Lib Dem MPs say they should not be whipped into supporting the Bill when it returns to the Commons in June as it was not included in the Coalition Agreement last May. They hope Mr Cameron will make enough concessions for them to support the measure. And Tory whips have warned the Prime Minister he will have to give ground to ensure approval by the Lords.

The Health Secretary may have other ideas. He has spent seven-and-a-half years in opposition and in government working up his proposals and is reluctant to tear them up.

How did they get so far without running into the trouble they are now in? Mainly because Mr Cameron trusted Mr Lansley, who became his boss as director of the Conservative Research Department when a fresh-faced Mr Cameron was in his first job.

There have been wobbles since Mr Lansley produced a a White Paper in July, seen by the Liberal Democrats as the biggest breach of the "no nasty surprises" rule they agreed when the Coalition was formed. The Coalition Agreement promised: "We will stop the top-down reorganisations of the NHS that have got in the way of patient care." Mr Lansley is now trying to implement what many experts regard as the biggest top-down reorganisation of the NHS since it was born in 1948.

Last autumn, Mr Cameron asked Oliver Letwin, whose title of Cabinet Office Minister vastly understates the crucial importance of his role as the Prime Minister's policy guru, to road-test the Lansley blueprint. It passed Mr Letwin's test. "Lansley can argue it through with anyone in the Cabinet room but he can't explain it to the public," complained one Downing Street insider. There was another wobble in the new year as more groups representing health professionals lined up against the reforms.
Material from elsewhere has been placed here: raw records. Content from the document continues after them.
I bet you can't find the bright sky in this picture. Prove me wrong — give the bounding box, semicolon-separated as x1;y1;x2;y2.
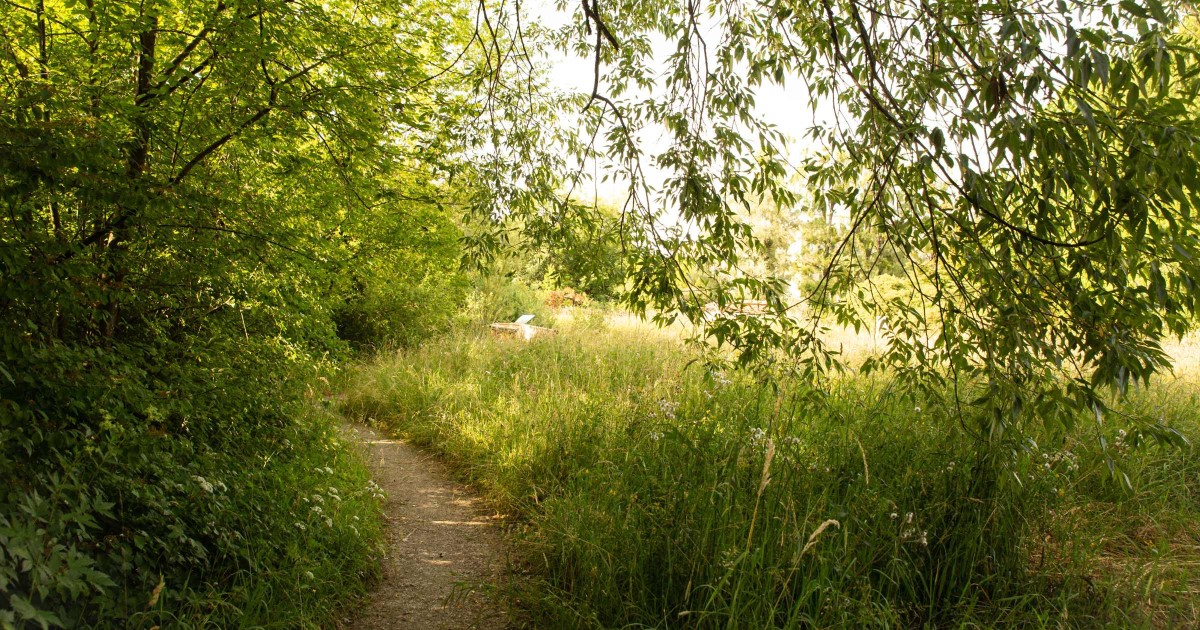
532;0;832;200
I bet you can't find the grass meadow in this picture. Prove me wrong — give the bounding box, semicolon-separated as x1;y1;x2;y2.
343;314;1200;628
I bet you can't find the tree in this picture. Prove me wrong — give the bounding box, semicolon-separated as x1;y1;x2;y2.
0;0;474;626
468;0;1200;452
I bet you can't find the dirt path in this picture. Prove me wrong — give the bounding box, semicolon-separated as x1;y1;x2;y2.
349;426;508;630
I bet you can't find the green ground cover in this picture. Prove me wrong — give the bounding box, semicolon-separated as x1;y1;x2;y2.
343;317;1200;628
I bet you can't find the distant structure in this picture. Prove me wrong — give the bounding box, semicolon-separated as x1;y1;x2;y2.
491;314;558;341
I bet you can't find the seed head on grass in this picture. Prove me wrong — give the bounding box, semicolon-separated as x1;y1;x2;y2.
796;518;841;562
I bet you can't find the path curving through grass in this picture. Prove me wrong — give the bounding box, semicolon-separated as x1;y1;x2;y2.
349;425;508;630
Mr Cameron, believing the problem was poor communication rather than a poor policy, resolved to join the mission to explain it. But his initiative fizzled out, partly because he was swamped by other pressures. "With hindsight, he should have kept that going for more than two weeks," an aide admits. Mr Cameron's dilemma now is how far to push Mr Lansley on concessions. It is too late to pull the plug on the reforms, as the Prime Minister did when he forced the Environment Secretary Caroline Spelman to drop plans to sell off England's public forests. Mr Lansley is warning there will be extra costs if the switch to GP-led commissioning is delayed.

But Mr Cameron knows his tireless work in defusing health as a negative issue – a key plank of his "detoxification" of the Tories – could be undone unless he allays fears over "back door privatisation". As Evan Harris, a former Lib Dem MP and GP who is advising the party in its negotiations, puts it: "The changes we want would be good for the NHS, good for the Lib Dems and good for the Conservatives. We are saving the Conservatives from retoxifying their brand."